Class CmsHtmlImportConverter


  • public class CmsHtmlImportConverter
    extends java.lang.Object
    This class implements Html-converting routines based on tidy to modify the Html code of the imported Html pages.

    Since:
    6.0.0
    • Constructor Summary

      Constructors 
      Constructor Description
      CmsHtmlImportConverter​(CmsHtmlImport htmlImport, boolean xmlMode)
      Default constructor, creates a new HtmlConverter.
    • Method Summary

      All Methods Static Methods Instance Methods Concrete Methods 
      Modifier and Type Method Description
      void convertHTML​(java.io.Reader input, java.io.Writer output, java.lang.String startPattern, java.lang.String endPattern, java.util.Hashtable properties)
      Transforms HTML code into user defined output.
      java.lang.String convertHTML​(java.lang.String filename, java.lang.String inString, java.lang.String startPattern, java.lang.String endPattern, java.util.Hashtable properties)
      Transforms HTML code into user defined output.
      static java.lang.String extractHtml​(java.lang.String content, java.lang.String startpoint, java.lang.String endpoint)
      Extracts the content of a HTML page.
      • Methods inherited from class java.lang.Object

        clone, equals, finalize, getClass, hashCode, notify, notifyAll, toString, wait, wait, wait
    • Constructor Detail

      • CmsHtmlImportConverter

        public CmsHtmlImportConverter​(CmsHtmlImport htmlImport,
                                      boolean xmlMode)
        Default constructor, creates a new HtmlConverter.

        Parameters:
        htmlImport - reference to the htmlimport
        xmlMode - switch for setting the import to HTML or XML mode
    • Method Detail

      • extractHtml

        public static java.lang.String extractHtml​(java.lang.String content,
                                                   java.lang.String startpoint,
                                                   java.lang.String endpoint)
        Extracts the content of a HTML page.

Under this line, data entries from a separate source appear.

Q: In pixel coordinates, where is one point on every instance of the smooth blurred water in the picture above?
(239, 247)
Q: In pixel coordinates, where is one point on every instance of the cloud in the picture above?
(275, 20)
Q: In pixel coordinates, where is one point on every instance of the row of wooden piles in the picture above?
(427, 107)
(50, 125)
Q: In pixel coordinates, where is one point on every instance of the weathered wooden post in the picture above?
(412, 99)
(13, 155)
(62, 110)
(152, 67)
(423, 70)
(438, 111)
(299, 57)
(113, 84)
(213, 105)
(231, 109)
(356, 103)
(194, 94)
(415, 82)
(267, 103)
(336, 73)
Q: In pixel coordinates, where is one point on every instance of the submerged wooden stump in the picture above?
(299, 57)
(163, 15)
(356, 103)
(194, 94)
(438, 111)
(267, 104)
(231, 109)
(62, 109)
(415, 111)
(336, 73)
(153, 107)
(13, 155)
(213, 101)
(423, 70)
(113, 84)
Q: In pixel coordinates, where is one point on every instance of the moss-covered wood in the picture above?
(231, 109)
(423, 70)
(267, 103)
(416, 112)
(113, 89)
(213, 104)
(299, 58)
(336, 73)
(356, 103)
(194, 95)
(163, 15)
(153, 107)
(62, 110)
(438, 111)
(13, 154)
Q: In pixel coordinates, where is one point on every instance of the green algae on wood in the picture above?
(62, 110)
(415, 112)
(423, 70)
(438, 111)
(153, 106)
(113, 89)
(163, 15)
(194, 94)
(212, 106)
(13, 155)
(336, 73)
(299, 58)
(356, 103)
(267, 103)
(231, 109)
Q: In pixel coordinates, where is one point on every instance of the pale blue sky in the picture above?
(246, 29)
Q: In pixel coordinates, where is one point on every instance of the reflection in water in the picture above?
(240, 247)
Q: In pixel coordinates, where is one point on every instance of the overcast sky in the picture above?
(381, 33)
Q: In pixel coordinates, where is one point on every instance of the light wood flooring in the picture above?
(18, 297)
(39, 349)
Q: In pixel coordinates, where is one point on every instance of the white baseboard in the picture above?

        This method should be pretty robust and work even if the input HTML does not contains the specified matchers.

        Parameters:
        content - the content to extract the body from
        startpoint - the point where matching starts
        endpoint - the point where matching ends
        Returns:
        the extracted body tag content
      • convertHTML

        public void convertHTML​(java.io.Reader input,
                                java.io.Writer output,
                                java.lang.String startPattern,
                                java.lang.String endPattern,
                                java.util.Hashtable properties)
        Transforms HTML code into user defined output.

        Parameters:
        input - Reader with HTML code
        output - Writer with transformed code
        startPattern - the start pattern definition for content extracting
        endPattern - the end pattern definition for content extracting
        properties - the file properties
      • convertHTML

        public java.lang.String convertHTML​(java.lang.String filename,
                                            java.lang.String inString,
                                            java.lang.String startPattern,
                                            java.lang.String endPattern,
                                            java.util.Hashtable properties)
        Transforms HTML code into user defined output.

        Parameters:
        filename - the absolute path in the real filesystem of the file to convert
        inString - String with HTML code
        startPattern - the start pattern definition for content extracting
        endPattern - the end pattern definition for content extracting
        properties - the file properties
        Returns:
        String with transformed code